MMNTM logo
Technical Deep Dive

Fleet Manager & Claw Launching Tools

A dashboard for real-time agent visibility and a deploy pipeline for code, config, identity, and capabilities across three Hetzner servers over Tailscale SSH.

Greg Salwitz
12 min read
#OpenClaw#Fleet Management#Agent Deployment#Infrastructure#Local-First

A Next.js dashboard and 2,100 lines of bash that answer two questions: what are my agents doing, and how do I change what they're doing.


The fleet management layer is split into two halves: a dashboard (Next.js app, 25,000 lines across 136 files) that provides real-time visibility into every running agent, and a deploy pipeline (2,100+ lines of bash across 5 scripts) that handles code, config, workspace, and identity deployment to 3 Hetzner servers over Tailscale SSH.

Lines of TypeScript

25,380

Dashboard (136 files)

Lines of Bash

1,643

Deploy pipeline (5 scripts)

Infrastructure

$30/mo

3 Hetzner VPS instances


The Dashboard

Architecture

It's a Next.js 15 app with App Router. Every page lives under src/app/ — 27 route segments covering fleet overview, per-agent views, sessions, cron management, memory health, models, approvals, config editing, usage/cost analytics, topology visualization, a chat interface, log viewer, and a "souls" system for agent personality management.

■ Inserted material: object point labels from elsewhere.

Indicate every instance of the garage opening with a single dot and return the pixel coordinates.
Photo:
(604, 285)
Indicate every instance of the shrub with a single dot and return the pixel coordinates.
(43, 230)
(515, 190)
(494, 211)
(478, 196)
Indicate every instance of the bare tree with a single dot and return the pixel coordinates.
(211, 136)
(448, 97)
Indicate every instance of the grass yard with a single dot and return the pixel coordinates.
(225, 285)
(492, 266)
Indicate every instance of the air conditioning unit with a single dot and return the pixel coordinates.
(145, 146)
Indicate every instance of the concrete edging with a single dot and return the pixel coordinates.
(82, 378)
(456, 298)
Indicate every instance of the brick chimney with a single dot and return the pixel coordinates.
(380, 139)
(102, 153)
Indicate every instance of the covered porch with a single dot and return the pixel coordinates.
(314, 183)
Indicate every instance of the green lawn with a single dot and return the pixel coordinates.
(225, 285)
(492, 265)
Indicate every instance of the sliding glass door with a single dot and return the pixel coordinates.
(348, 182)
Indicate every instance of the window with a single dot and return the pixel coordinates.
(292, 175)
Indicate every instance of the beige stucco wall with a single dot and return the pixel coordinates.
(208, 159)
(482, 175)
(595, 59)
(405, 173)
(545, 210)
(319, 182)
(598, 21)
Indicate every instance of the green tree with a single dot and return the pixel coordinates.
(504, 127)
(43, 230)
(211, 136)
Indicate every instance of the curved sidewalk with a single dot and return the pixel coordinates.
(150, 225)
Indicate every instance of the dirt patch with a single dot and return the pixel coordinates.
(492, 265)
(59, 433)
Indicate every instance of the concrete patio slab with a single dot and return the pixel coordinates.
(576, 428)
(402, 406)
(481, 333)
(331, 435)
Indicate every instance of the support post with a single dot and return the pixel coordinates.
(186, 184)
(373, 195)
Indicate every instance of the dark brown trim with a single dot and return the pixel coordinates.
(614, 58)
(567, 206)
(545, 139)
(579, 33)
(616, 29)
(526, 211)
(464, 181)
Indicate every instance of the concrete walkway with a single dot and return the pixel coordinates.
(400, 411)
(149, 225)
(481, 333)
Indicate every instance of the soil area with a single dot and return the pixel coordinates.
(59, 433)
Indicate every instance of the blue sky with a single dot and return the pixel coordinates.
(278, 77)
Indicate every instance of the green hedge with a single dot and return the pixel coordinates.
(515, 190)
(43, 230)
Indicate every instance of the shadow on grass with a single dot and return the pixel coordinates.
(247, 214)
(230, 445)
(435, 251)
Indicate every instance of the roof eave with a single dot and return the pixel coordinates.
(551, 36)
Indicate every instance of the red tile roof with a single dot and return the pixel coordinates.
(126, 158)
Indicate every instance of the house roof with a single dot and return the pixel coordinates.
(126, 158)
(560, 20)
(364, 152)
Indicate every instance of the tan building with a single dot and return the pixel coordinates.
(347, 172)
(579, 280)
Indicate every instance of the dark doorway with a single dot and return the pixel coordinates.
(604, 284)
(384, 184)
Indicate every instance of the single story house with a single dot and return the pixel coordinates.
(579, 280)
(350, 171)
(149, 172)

State management is Zustand — a single fleet-store.ts that holds the canonical state for every connected agent. Each agent's state tracks id, name, URL, connection status, health snapshots, model, sessions, usage, cost, cron jobs, channel connections, presence, and logs.

The store also maintains pre-computed derived arrays — allSessions, allCronJobs, clawList — so components never need to flatten the per-agent state themselves. There's an event stream buffer with pause/resume and type/agent filtering, and an RPC log that tracks every request to every agent with timing data.

Connection status tracks five states: disconnected, connecting, connected, reconnecting, unreachable. After 20 consecutive reconnection failures, the client gives up and marks the agent as unreachable.

The Gateway Client

The key piece is GatewayClient in src/lib/gateway-client.ts. Each agent connection is a persistent WebSocket to the agent's OpenClaw gateway via Tailscale. The protocol:

Singleton client instances survive HMR and re-renders via a module-level Map keyed by agent ID. The FleetConnector component renders nothing — it's a mount-once side-effect that initializes all connections.

What You Can Do

The dashboard exposes 30+ RPC methods through the gateway protocol.

RPC Method Categories

FeatureKey MethodsPurpose
Observationhealth, sessions.list, sessions.usage, cost.summary, channels.status, presence, logsContainer uptime, memory, CPU, token consumption, channel connections, structured logs
Controlcron.add/update/remove/run, config.get/set, models.list/scan, skills.install/removeFull cron lifecycle, live config editing, model switching, skill management
Interactionagent.chat, tools.listSend messages to agents programmatically, inspect available tools
Memorymemory.search, memory.store, memory.stats, memory.changelogSemantic search, manual injection, capture/recall history

Key Components

58 total components. The heavyweights:

  • fleet-connector.tsx — Zero-render connection manager. Fetches /api/claws for the agent roster, creates GatewayClient per agent, wires events into the Zustand store, handles visibility-based reconnection.
  • fleet-report.tsx — Aggregated fleet summary: total sessions, token usage, cost across all agents, model distribution.
  • event-stream.tsx — Real-time event firehose from all agents, with pause/resume, type filtering, agent filtering. Every gateway event (session start, tool call, message, approval request) appears here.
  • approval-queue.tsx — When an agent wants to run a dangerous command, the approval lands here. Approve or deny from the dashboard.
  • memory-health.tsx — D3 sparkline chart of 7-day memory activity (captures vs recalls) aggregated across the fleet.
  • fleet-topology.tsx — Network visualization of agent-to-server-to-channel connections.
  • cron-table.tsx — Manage cron jobs across the fleet — add, edit, delete, trigger manual runs, see last execution status.
  • fleet-viz-lcars.tsx — Star Trek LCARS-inspired fleet status display.
  • agent-compare.tsx — Side-by-side comparison of two agents' config, sessions, memory, and performance.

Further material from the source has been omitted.